A proposta de tipificação das facções como terroristas foi debatida em maio durante encontro entre o Ministério da Justiça e o chefe do Departamento de Estado dos Estados Unidos, David Gamble. Reportagem do jornal “Folha de São Paulo” indicou que a ideia teria sido inicialmente sugerida ao ex-presidente norte-americano Donald Trump pelo deputado federal licenciado Eduardo Bolsonaro (PL-SP) e pelo senador Flávio Bolsonaro (PL-RJ).
Durante o 2º Seminário Internacional de Segurança Pública, Direitos Humanos e Democracia, realizado na quinta-feira (29), Bill de Blasio demonstrou preocupação com o possível uso político da medida. Segundo ele, “é perfeitamente possível que Trump utilize esse tipo de tipificação para fins políticos nefastos no Brasil. Se eu fosse brasileiro, estaria preocupado com o uso indevido dessa ferramenta jurídica para fins políticos”.

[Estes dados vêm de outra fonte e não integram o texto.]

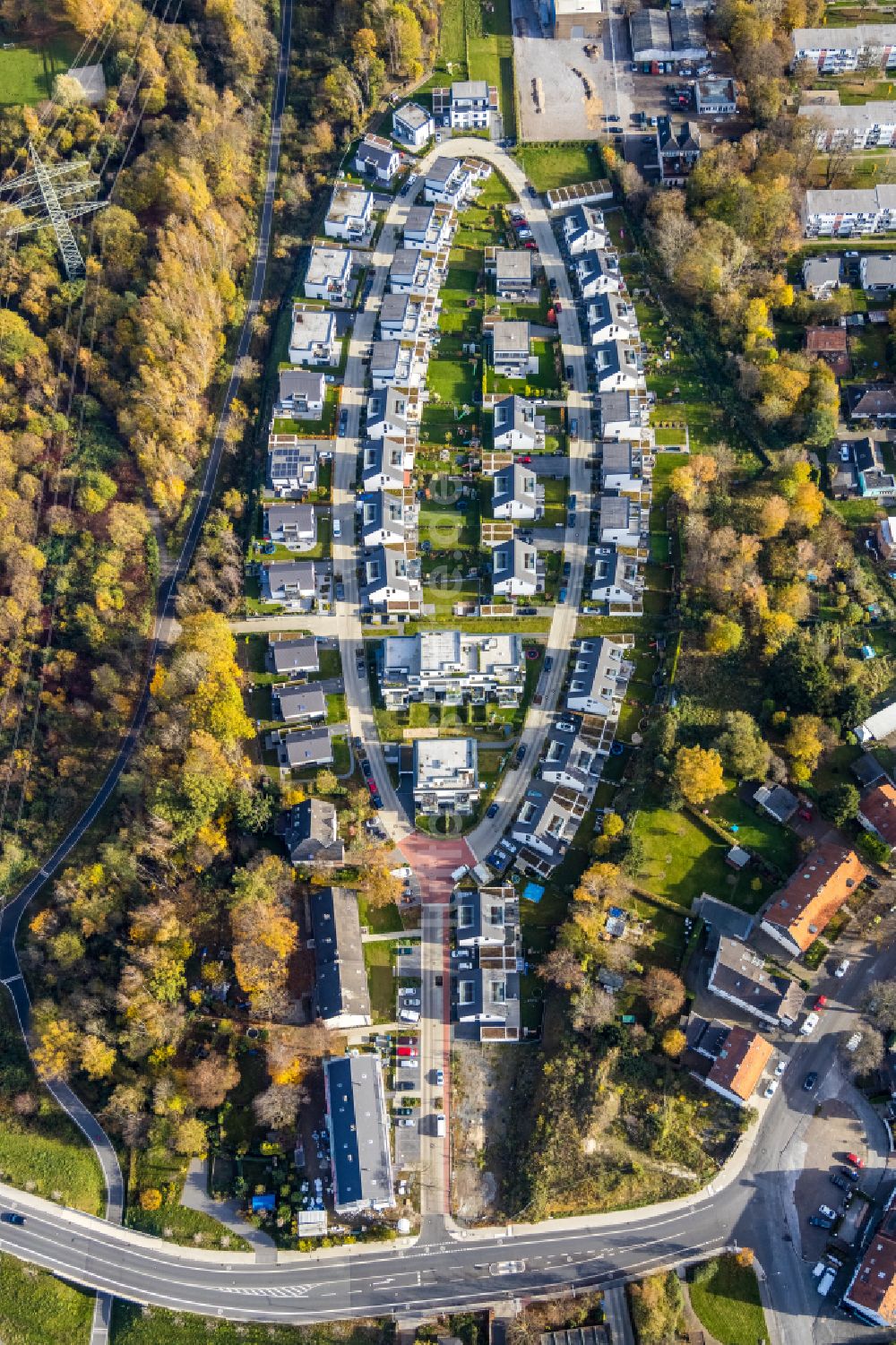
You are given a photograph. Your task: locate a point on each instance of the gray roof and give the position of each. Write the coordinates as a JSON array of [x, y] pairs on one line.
[[470, 89], [514, 413], [510, 337], [617, 458], [297, 655], [306, 748], [514, 485], [615, 512], [359, 1138], [742, 975], [383, 459], [299, 383], [821, 271], [413, 115], [311, 832], [299, 703], [620, 407], [513, 263], [340, 958], [514, 558], [777, 800], [650, 31], [879, 269]]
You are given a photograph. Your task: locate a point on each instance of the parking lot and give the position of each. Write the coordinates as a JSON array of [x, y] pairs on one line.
[[833, 1133]]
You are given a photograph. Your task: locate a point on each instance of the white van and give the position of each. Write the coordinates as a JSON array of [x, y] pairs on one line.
[[825, 1282]]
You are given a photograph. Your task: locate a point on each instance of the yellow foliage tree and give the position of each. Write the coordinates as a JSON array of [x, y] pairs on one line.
[[699, 773]]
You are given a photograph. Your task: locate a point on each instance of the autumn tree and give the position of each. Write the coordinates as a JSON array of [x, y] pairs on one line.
[[663, 991], [699, 773]]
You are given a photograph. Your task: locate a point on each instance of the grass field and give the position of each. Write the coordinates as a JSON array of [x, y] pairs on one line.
[[558, 166], [726, 1297], [27, 72], [132, 1325], [681, 859], [38, 1309]]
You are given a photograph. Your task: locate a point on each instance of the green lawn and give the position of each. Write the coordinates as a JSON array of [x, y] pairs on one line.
[[378, 958], [681, 859], [560, 164], [726, 1297], [27, 72], [134, 1325], [37, 1307]]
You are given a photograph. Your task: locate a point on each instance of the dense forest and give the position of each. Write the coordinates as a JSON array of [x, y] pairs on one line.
[[108, 402]]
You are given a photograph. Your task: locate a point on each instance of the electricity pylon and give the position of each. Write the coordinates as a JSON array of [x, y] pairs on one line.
[[53, 187]]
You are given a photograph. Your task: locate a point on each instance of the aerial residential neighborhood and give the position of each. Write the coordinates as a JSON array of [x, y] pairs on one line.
[[448, 673]]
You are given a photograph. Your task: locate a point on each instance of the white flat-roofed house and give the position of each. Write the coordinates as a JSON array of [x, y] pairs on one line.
[[517, 427], [823, 276], [428, 228], [871, 125], [294, 526], [517, 494], [396, 364], [377, 158], [448, 182], [292, 466], [877, 273], [599, 677], [393, 413], [401, 317], [313, 340], [584, 230], [512, 269], [842, 212], [388, 520], [611, 317], [510, 350], [350, 212], [413, 125], [291, 582], [445, 776], [514, 569], [448, 668], [302, 394], [469, 105], [623, 416], [392, 582], [620, 522], [599, 273], [836, 51], [716, 97], [617, 366], [303, 749], [385, 466], [619, 582], [410, 273], [329, 274]]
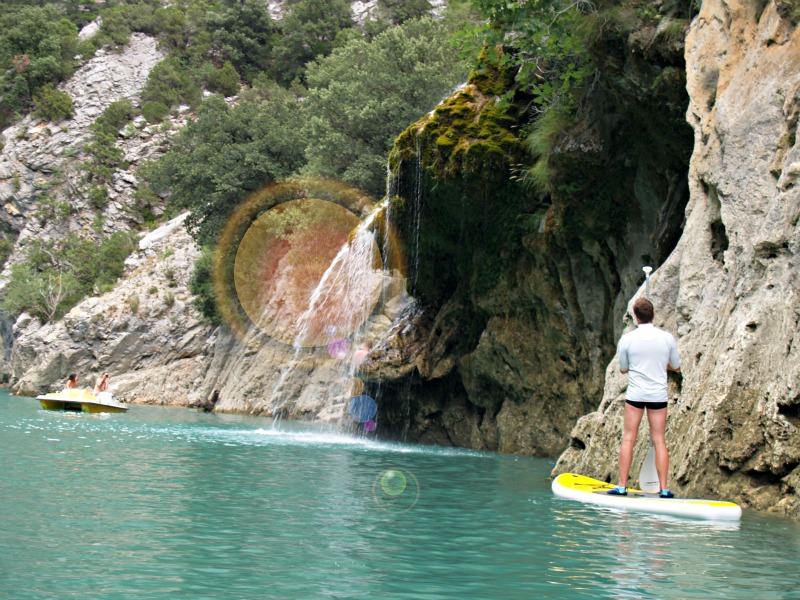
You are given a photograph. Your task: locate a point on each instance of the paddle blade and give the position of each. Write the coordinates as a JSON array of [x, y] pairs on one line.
[[648, 476]]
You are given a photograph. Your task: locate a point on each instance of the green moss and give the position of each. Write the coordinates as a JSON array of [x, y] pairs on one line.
[[490, 75]]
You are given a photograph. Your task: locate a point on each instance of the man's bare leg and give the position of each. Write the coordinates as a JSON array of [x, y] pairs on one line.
[[657, 419], [633, 417]]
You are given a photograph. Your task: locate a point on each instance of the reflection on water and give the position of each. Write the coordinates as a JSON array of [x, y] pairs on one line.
[[165, 503]]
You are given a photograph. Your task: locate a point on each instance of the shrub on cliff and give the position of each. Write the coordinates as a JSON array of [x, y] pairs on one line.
[[309, 29], [55, 275], [364, 94], [52, 104], [170, 84], [228, 152], [37, 47]]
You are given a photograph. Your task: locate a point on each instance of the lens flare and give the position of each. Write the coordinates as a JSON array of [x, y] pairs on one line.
[[304, 269], [296, 260], [396, 490]]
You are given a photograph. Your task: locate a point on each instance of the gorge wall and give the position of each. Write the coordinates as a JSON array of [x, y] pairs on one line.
[[729, 290], [520, 294], [521, 291]]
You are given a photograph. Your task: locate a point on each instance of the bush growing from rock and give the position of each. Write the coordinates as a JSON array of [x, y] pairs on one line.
[[155, 112], [52, 104], [224, 80]]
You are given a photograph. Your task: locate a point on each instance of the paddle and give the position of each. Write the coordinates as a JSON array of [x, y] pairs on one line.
[[648, 475]]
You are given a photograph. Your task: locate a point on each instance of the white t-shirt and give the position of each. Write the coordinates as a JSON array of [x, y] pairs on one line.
[[644, 353]]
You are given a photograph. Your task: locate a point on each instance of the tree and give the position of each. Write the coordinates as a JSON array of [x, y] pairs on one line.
[[365, 94], [308, 30], [216, 161], [170, 84], [37, 47], [243, 34], [52, 104], [543, 44]]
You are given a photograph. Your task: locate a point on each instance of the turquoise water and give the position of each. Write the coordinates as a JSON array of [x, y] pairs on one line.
[[170, 503]]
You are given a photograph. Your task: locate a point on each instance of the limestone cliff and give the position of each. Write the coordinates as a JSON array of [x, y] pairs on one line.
[[520, 293], [730, 289]]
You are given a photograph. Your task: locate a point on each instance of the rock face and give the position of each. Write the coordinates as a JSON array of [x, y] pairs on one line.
[[41, 156], [730, 291], [145, 332], [520, 291]]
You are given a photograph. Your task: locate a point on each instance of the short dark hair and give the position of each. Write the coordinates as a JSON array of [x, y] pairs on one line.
[[643, 309]]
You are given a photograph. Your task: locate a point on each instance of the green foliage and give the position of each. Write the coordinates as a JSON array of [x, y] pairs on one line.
[[37, 47], [468, 201], [227, 153], [155, 112], [201, 285], [546, 50], [98, 196], [550, 127], [243, 33], [224, 80], [50, 209], [364, 94], [55, 275], [133, 303], [52, 104], [6, 248], [116, 115], [128, 16], [309, 30], [171, 85], [400, 11]]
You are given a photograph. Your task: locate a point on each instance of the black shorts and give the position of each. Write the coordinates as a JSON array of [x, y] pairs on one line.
[[650, 405]]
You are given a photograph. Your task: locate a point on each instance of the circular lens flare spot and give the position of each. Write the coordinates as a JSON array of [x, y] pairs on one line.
[[339, 348], [354, 386], [396, 490], [393, 482], [305, 271], [363, 408]]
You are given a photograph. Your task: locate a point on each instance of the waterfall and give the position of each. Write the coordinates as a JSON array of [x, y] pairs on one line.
[[336, 315]]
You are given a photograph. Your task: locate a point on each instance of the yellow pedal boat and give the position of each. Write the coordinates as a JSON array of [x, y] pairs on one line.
[[81, 400]]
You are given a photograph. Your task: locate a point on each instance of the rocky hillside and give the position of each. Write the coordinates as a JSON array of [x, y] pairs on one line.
[[521, 295], [521, 292], [730, 289]]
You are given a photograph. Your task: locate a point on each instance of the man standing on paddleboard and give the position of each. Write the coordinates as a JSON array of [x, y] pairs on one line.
[[645, 354]]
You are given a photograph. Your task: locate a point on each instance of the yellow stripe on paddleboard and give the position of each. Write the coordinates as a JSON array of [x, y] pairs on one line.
[[587, 489]]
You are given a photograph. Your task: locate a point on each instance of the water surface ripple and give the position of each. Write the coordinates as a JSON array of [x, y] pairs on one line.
[[170, 503]]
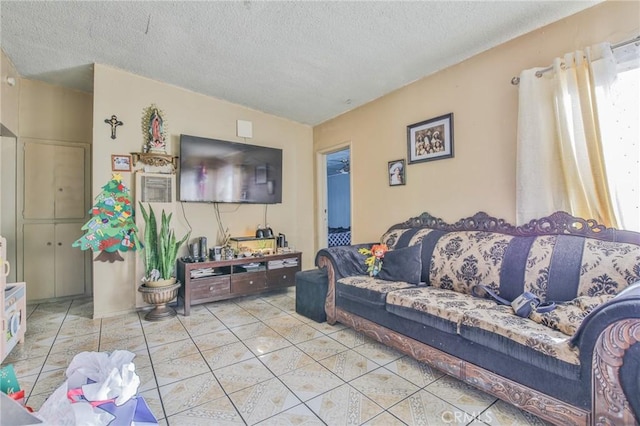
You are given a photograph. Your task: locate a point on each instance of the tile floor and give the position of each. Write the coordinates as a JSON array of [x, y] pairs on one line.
[[253, 360]]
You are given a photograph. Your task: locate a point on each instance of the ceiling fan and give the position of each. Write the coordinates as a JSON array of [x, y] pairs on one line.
[[346, 166]]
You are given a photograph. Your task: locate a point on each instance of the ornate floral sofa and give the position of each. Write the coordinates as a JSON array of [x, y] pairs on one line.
[[578, 364]]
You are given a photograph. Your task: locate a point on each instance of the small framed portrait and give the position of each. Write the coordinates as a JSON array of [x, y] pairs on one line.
[[396, 170], [121, 163], [431, 139]]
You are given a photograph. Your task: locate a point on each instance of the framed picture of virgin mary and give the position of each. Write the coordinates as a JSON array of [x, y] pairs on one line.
[[154, 129]]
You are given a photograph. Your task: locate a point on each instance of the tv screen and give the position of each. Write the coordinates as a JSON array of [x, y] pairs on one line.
[[216, 171]]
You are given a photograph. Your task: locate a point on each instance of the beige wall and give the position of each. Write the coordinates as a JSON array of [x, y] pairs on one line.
[[50, 114], [481, 176], [10, 95], [127, 95], [54, 113]]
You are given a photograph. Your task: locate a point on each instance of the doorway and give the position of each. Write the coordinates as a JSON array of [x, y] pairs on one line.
[[338, 207]]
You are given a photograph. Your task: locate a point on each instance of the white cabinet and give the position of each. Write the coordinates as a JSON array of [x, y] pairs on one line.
[[54, 181], [51, 266], [54, 205]]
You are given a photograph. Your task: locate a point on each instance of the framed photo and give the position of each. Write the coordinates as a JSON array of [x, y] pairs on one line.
[[431, 139], [121, 163], [396, 170]]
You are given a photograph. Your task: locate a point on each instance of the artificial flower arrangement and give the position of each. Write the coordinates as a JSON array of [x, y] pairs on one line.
[[374, 261]]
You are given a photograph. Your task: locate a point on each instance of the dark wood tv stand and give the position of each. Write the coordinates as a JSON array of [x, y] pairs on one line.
[[210, 281]]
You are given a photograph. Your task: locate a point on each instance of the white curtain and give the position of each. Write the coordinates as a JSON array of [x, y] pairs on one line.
[[560, 155]]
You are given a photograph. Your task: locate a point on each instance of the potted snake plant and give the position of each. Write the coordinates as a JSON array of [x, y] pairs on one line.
[[160, 249]]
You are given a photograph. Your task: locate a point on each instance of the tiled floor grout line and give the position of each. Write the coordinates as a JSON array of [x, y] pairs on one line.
[[280, 321], [46, 357], [226, 395]]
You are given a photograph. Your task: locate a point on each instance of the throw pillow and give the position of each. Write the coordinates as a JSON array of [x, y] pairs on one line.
[[403, 264]]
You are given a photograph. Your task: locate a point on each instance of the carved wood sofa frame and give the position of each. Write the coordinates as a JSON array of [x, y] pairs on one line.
[[609, 403]]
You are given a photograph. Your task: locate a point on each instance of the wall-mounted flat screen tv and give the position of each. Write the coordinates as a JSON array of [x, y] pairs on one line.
[[217, 171]]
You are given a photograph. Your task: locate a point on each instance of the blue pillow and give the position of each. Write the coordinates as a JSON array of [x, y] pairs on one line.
[[403, 264]]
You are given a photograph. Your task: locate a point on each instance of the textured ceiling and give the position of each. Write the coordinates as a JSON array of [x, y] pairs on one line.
[[307, 61]]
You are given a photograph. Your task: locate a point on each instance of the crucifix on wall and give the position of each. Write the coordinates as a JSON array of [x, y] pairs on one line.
[[114, 122]]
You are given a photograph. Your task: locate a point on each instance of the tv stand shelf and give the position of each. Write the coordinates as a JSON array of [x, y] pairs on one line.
[[210, 281]]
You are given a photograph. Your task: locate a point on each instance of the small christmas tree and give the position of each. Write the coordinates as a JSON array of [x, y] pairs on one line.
[[111, 228]]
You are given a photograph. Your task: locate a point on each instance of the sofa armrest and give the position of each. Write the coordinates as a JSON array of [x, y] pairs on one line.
[[346, 260], [625, 305], [340, 262], [608, 338], [615, 357]]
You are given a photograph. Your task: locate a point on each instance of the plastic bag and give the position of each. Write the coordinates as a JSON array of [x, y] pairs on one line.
[[100, 389]]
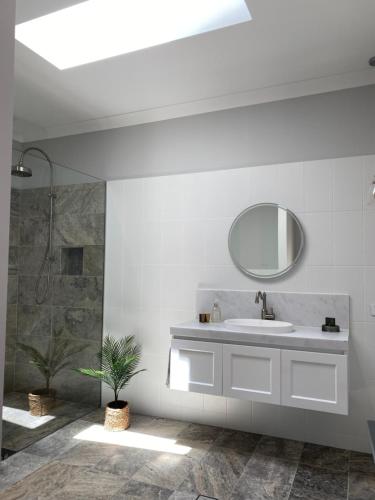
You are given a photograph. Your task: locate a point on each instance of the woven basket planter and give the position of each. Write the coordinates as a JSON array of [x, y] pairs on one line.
[[117, 416], [41, 402]]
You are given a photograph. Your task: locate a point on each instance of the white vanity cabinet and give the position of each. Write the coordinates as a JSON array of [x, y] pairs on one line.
[[278, 374], [314, 381], [196, 366], [251, 372]]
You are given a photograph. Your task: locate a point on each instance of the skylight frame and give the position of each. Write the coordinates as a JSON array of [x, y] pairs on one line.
[[95, 30]]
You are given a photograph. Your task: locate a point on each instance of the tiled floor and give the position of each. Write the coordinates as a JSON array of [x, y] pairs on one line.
[[172, 460], [20, 429]]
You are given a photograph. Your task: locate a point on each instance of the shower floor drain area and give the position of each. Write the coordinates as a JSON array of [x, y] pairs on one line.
[[202, 497]]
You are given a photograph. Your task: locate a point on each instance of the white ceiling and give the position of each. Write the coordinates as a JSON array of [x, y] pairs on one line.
[[290, 48]]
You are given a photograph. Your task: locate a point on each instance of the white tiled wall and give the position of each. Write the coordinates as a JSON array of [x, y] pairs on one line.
[[167, 236]]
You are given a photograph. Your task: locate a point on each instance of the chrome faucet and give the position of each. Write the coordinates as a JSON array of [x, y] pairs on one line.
[[266, 314]]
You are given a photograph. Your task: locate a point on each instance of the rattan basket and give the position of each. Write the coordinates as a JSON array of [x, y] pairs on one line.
[[41, 402], [117, 419]]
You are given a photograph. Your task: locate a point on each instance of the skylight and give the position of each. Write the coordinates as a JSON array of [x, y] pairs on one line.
[[98, 29]]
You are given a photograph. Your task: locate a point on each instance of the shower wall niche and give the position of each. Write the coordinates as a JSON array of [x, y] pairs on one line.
[[74, 306]]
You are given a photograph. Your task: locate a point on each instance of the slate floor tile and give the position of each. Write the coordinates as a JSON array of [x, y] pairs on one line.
[[167, 471], [125, 462], [265, 478], [237, 440], [325, 457], [135, 490], [279, 448], [202, 433], [313, 483], [216, 475]]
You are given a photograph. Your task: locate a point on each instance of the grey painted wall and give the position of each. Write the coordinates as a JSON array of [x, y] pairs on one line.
[[7, 12], [331, 125]]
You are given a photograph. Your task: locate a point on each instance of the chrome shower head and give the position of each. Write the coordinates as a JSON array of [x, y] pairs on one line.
[[19, 170]]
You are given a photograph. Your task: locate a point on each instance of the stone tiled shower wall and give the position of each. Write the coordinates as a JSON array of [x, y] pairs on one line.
[[74, 305]]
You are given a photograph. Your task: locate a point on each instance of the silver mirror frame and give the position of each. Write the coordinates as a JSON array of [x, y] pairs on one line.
[[284, 271]]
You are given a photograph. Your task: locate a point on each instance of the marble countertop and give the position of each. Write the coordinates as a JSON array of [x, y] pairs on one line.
[[303, 337]]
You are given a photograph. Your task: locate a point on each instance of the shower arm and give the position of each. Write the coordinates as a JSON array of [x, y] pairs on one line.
[[34, 148], [51, 195]]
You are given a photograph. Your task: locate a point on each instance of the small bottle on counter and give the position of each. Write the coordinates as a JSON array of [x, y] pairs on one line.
[[216, 313]]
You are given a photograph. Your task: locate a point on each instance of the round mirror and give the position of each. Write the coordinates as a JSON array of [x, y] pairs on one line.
[[266, 240]]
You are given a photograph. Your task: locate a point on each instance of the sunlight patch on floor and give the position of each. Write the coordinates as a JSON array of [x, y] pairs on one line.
[[97, 433], [23, 418]]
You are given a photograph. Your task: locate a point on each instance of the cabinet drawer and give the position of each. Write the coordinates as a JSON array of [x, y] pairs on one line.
[[196, 366], [315, 381], [251, 373]]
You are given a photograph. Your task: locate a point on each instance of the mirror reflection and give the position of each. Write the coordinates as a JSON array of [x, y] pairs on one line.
[[266, 240]]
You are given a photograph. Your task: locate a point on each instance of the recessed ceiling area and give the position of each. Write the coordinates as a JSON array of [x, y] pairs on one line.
[[289, 49], [100, 29]]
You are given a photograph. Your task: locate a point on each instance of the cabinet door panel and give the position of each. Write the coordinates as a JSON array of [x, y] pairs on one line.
[[251, 373], [196, 366], [315, 381]]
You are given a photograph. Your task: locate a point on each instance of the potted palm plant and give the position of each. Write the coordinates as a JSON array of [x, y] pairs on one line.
[[55, 358], [118, 362]]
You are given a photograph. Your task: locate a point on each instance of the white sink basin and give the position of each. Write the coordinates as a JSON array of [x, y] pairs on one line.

Zema, que está em El Salvador desde terça-feira (27), onde visita experiências de segurança pública do governo de Nayib Bukele, rebateu a crítica. Segundo ele, classificar o crime organizado como terrorismo representa uma mudança necessária de postura no combate às facções. “Fazer sempre a mesma coisa esperando resultado diferente é loucura. Já faz décadas que o Brasil tenta esse jeito frouxo de enfrentar o crime. E essas quadrilhas estão cada vez maiores”, afirmou.
Ao lado do secretário estadual de Justiça e Segurança Pública, Rogério Greco, Zema visitou o Centro de Confinamento do Terrorismo, penitenciária de segurança máxima em Tecoluca, símbolo da política de Bukele, marcada por medidas de exceção adotadas desde 2022. O regime inclui prisões em massa sem necessidade de ordem judicial, criticado por organismos de direitos humanos.
A Anistia Internacional, por exemplo, denunciou em 2022 que o governo salvadorenho promoveu “milhares de detenções arbitrárias, violações ao devido processo legal, tortura, maus-tratos e ao menos 18 mortes sob custódia do Estado”.
Apesar da ênfase recente de Zema em segurança pública — área sensível ao eleitorado conservador —, os indicadores em Minas Gerais revelam alta preocupante. De acordo com o Atlas da Violência 2025, divulgado em 12 de maio, o estado registrou 2.795 homicídios em 2023, alta de 8,4% em relação a 2021, quando foram 2.577 assassinatos. Enquanto isso, o índice nacional caiu 4,3% no mesmo período.
Na tentativa de se posicionar como herdeiro político do ex-presidente Jair Bolsonaro, Zema tem intensificado sua retórica em torno da segurança pública. No mesmo dia em que anunciou a ida a El Salvador, ele publicou vídeo insinuando que o crime organizado não é combatido no Brasil porque “os criminosos muitas vezes estão dentro do governo”.